Once, when I took my daughter fishing, she divided up the worms into the "bad worms", who could be put on the hook, and those designated "pet worms", which could be looked after. This childish and arbitrary division is everywhere replicated by adults who should know better. I don't doubt that people love their pets, and are concerned about unnecessary cruelty to animals. I just don't understand why, in order to be kind to animals, we have to pretend that they are just like us.
This month's Your Dog magazine informs us, for instance, that dogs can be affected by marital break-up. They can apparently "be just as affected as the humans involved". Really? Are they sitting there worried about who gets the kid and who gets the Barry Manilow CDs? Are they devastated because their master has a new mistress?

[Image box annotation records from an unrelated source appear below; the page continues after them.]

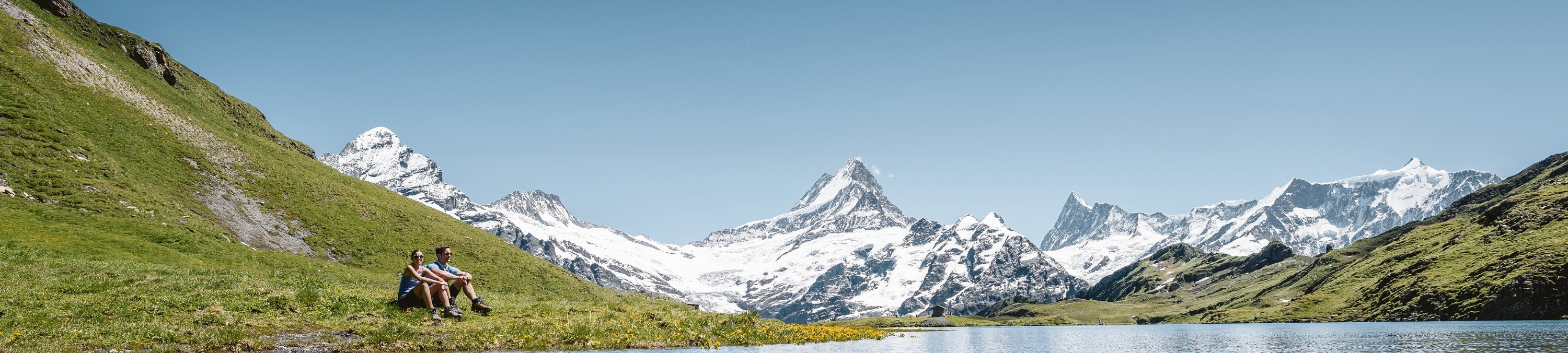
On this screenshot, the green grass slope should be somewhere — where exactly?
[0,0,883,351]
[1002,154,1568,323]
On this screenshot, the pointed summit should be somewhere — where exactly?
[693,158,914,246]
[790,157,898,212]
[1399,157,1427,171]
[485,190,588,228]
[1062,192,1094,210]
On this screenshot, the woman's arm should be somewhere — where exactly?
[409,265,447,286]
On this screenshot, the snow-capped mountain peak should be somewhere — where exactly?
[1041,158,1502,283]
[320,127,1087,323]
[317,127,475,215]
[691,158,914,246]
[485,190,588,228]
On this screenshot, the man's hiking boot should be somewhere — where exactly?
[469,297,491,315]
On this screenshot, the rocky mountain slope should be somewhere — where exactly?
[1040,158,1501,283]
[0,0,822,351]
[1004,152,1568,323]
[321,133,1085,322]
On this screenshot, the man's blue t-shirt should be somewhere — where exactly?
[425,261,461,276]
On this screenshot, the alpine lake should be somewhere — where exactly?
[549,320,1568,353]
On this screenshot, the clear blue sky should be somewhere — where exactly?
[77,0,1568,243]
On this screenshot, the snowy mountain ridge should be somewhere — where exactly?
[320,127,1087,323]
[1040,158,1502,283]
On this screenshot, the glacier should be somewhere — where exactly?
[318,127,1088,323]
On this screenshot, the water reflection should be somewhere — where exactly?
[549,320,1568,353]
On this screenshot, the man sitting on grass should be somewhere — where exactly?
[425,245,491,314]
[397,250,461,322]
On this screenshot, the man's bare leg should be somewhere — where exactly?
[431,284,452,308]
[414,283,436,308]
[452,279,478,300]
[452,279,491,314]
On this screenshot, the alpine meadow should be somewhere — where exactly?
[0,0,884,351]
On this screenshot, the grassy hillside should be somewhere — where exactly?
[0,0,883,351]
[1004,152,1568,323]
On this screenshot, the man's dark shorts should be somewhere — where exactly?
[397,290,425,309]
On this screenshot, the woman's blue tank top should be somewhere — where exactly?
[397,268,419,298]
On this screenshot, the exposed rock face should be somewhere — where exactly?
[1041,158,1501,283]
[0,0,315,256]
[320,127,1087,323]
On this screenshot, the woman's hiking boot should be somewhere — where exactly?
[469,297,491,315]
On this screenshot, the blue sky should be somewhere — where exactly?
[77,0,1568,243]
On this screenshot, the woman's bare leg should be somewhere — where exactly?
[414,283,436,308]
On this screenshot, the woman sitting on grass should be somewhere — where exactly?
[397,250,463,322]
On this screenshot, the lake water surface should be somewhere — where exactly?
[558,320,1568,353]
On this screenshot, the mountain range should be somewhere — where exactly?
[1040,158,1502,283]
[320,127,1088,323]
[320,127,1499,322]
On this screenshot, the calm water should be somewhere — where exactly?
[552,320,1568,353]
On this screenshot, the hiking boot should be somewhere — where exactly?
[469,298,491,315]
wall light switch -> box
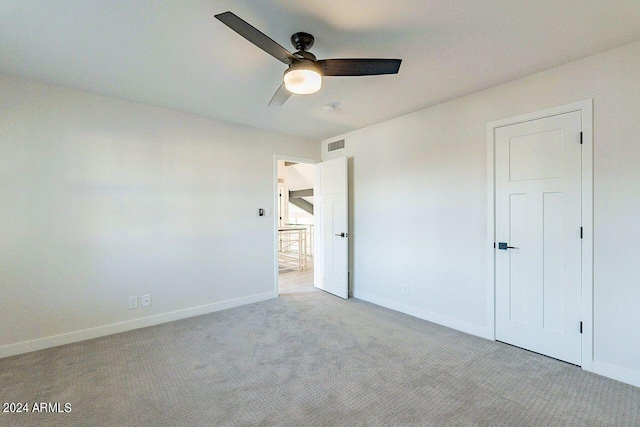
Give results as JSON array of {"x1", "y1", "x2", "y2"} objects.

On a symbolic level, we load our pets, not only with human attributes, but project on to them all sorts of emotions that they just don't have. Cats represent independence and faithlessness, and thus indicate that their owners are wild, free spirits. Actually, cats have very small brains. They operate via instinct rather than intelligence, because they are not capable of learning anything. No one, of course, accepts this, preferring to insist that their cats, like their children, are particularly gifted.
The culture is awash with images of animals who behave like humans, and humans whose main goal in life is to save mangy dogs. Domestic animals have replaced wild animals as a mainstay of TV viewing. Not only are the endless vet programmes cheap television, they perpetuate the myth that every half-dead budgie can be brought back to life. We watch extensive exploratory surgery performed on alsations, who may or may not have swallowed a piece of wire, when we know stories of human beings waiting months for operations.
All of this may be a sign of how much we love animals, which is one of our national boasts, but in reality the need for tagging has come about because of the increased number of strays - pets who are abandoned. The solution may indeed be to discourage pet ownership in the first place.
As much as I resented being vetted to see if I was responsible enough to own a tortoise, I have to accept that it is true that I was never going to devote my life to one of these things. Instead of listening to tales of celebrity agony over quarantined animals, perhaps we should accept that those who are really concerned about animal welfare would never keep pets in the first place.
There is no fancy way to say this, but, in the pet department, I have surely sinned. We all do; yet to suggest that no one, even jet-setting celebrities, should be allowed to have pets, is a far more radical proposal than any vote-seeking politician would dare to make.